During the decades in-between, I fermented my feelings about my own childhood in my fear for the future of our planet. I knew that any child of mine would have no option but to be born mixed, and I struggled to reconcile my own experiences as a mixed kid. I felt like I would be making a selfish choice to bring a child into the mess that surrounds and consumes us. And maybe it was.

But it’s done, and in so doing I feel like I’ve unlocked a whole new map of the world. There’s no going back to the life I had before him. This is my future now, and I cannot fathom a life lived without knowing him. In these short months, this tiny human has completely transformed me and my world. We could never ever be the same.

And so, with map in hand, I plot the path I want to take: I want to give him a better life than I had. One free from the burden of responsibility for a needy sibling, and from the crushing weight of other people’s expectations.

I want him to have options to explore his potential, limited only by his own imagination and creativity.

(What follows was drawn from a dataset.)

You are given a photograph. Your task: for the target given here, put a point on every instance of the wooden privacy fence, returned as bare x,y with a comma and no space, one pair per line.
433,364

I want him to move gloriously boldly and comfortably sit in stillness, honing his instincts for when each choice is the appropriate one for him.

To him I pledge an open mind. I will practice self-awareness and try to keep my biases in check. I’ll work hard not to dismiss his lack of experience or his youthful perspective, to encourage big dreams and bigger plans.

In this late afternoon of my life, I will slow down and move at a child’s pace, enriching my days with smells and sights and sounds of our changing world.

And to think I would have passed this by…

Each morning I wake up grateful for the opportunity to experience something so beautiful. I hope with all my heart that this feeling never fades.